I thought it a steal until I received it. I felt it was very poorly finished and much more fragile than other honyaki knives I've used/owned. It was just what I paid for--a cheap knife The grind didn't look very well done either (inconsistent)...perhaps I just received a dud, but I wasn't willing to exchange it for another because I wasn't convinced it would be any better.

This was my first Hiromoto and my expectations (from reading about his other knives) were simply not met. It needed a spa treatment oob.


----------



## wind88 (Apr 7, 2015)

chinacats said:


> I thought it a steal until I received it. I felt it was very poorly finished and much more fragile than other honyaki knives I've used/owned. It was just what I paid for--a cheap knife The grind didn't look very well done either (inconsistent)...perhaps I just received a dud, but I wasn't willing to exchange it for another because I wasn't convinced it would be any better.
> 
> This was my first Hiromoto and my expectations (from reading about his other knives) were simply not met. It needed a spa treatment oob.



I was tempted to pull the trigger on it but the yo handle and F&F issues reported were holding me back.


----------



## supersayan3 (Apr 7, 2015)

I have already written too much, but my metal bolster version, is nothing close to a cheap knife. You see it side by side with Hiromoto AS, and Ryusen Blazen ( the exact same knife with Takura PRO, but Blazen has magnetic says, Takamura doesn't) and you understand which are the cheap and which one is the expensive. I repeat as well that is the only honyaki with so small Hamon, and whatever that means....Same thing about the sukihiki. As for the santoku is a mind blowing hybrid. The geometry of my gyutos, unique


----------



## Keith Sinclair (Apr 7, 2015)

Bought a Singatirin 270mm Wa handle gyuto off BST quite a while back. It was like new, never been sharpened or used. Got it at a good price. Marko was selling these blades, don't see them on his site anymore.

Really like the Chestnut handle on this large blade, the black horn was polished edges softened. I used it a while after putting a sharp edge on it. Ended up selling it to a banquet cook that I had taught freehand.

As suspected turned out to be a great production blade.
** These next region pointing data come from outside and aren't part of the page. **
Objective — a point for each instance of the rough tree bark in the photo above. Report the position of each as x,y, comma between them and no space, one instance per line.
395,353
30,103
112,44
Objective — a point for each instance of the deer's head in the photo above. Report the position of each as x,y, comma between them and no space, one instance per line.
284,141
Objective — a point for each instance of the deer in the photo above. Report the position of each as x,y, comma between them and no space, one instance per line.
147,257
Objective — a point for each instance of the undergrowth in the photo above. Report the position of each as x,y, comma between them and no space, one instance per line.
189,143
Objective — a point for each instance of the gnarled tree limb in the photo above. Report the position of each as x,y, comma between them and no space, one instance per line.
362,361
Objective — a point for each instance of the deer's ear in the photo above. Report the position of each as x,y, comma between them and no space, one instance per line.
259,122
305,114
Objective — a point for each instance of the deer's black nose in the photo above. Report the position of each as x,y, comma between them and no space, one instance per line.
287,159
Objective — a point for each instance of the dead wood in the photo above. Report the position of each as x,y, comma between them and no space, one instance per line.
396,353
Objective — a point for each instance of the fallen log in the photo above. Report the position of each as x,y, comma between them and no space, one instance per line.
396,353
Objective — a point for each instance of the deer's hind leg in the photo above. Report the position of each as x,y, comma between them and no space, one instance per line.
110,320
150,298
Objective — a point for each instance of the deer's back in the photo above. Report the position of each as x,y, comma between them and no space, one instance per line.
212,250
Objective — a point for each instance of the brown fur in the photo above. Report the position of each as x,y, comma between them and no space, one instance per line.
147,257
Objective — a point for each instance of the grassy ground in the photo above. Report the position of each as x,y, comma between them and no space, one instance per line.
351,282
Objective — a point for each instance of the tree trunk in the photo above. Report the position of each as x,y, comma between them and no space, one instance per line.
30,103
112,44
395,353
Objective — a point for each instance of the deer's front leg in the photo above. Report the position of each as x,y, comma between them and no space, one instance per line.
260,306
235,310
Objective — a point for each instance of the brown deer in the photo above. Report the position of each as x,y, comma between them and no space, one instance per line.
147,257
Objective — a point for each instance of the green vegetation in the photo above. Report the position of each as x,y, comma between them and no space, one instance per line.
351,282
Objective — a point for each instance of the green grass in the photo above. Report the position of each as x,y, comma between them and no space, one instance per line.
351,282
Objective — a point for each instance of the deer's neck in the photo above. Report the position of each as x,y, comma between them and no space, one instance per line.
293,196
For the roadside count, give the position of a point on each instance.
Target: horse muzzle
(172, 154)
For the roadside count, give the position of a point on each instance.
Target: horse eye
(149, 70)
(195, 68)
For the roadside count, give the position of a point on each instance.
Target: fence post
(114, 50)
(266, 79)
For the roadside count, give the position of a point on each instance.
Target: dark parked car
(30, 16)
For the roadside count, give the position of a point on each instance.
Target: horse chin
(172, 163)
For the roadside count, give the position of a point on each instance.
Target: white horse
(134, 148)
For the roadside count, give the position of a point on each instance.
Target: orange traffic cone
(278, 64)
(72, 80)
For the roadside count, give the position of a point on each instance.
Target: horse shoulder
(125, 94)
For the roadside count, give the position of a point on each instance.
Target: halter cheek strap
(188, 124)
He uses it more than any other knife in his kit. The handle not only looks good it is functional too. Felt good to pass that blade on to someone who is using hours a day.


----------



## schanop (Apr 7, 2015)

keithsaltydog said:


> Bought a Singatirin 270mm Wa handle gyuto off BST quite a while back. It was like new, never been sharpened or used. Got it at a good price. Marko was selling these blades, don't see them on his site anymore.



LOL, give Maximo some credit for selling some quality blades.


----------



## chinacats (Apr 7, 2015)

keithsaltydog said:


> As suspected turned out to be a great production blade. He uses it more than any other knife in his kit. The handle not only looks good it is functional too. Felt good to pass that blade on to someone who is using hours a day.



I miss my Singatirin...honyaki is meant for someone who as Keith says, uses it hours a day. Unfortunately/fortunately this is not me. 

Cheers


----------



## Bonertyme (Apr 8, 2015)

suisin and takayuki are my favorites. balance well in my hand.


----------



## chinacats (Apr 8, 2015)

Bonertyme said:


> suisin and takayuki are my favorites. balance well in my hand.



Don't know about takayuki, but the Suisin is honyaki only in name (not mizu-honyaki)...


----------



## Salty dog (Apr 8, 2015)

Not sure who I sold the Masamoto suji to but that may have been the baddest knife I've ever owned.


----------



## riba (Apr 9, 2015)

chinacats said:


> I thought it a steal until I received it. I felt it was very poorly finished and much more fragile than other honyaki knives I've used/owned. It was just what I paid for--a cheap knife The grind didn't look very well done either (inconsistent)...perhaps I just received a dud, but I wasn't willing to exchange it for another because I wasn't convinced it would be any better.
> 
> This was my first Hiromoto and my expectations (from reading about his other knives) were simply not met. It needed a spa treatment oob.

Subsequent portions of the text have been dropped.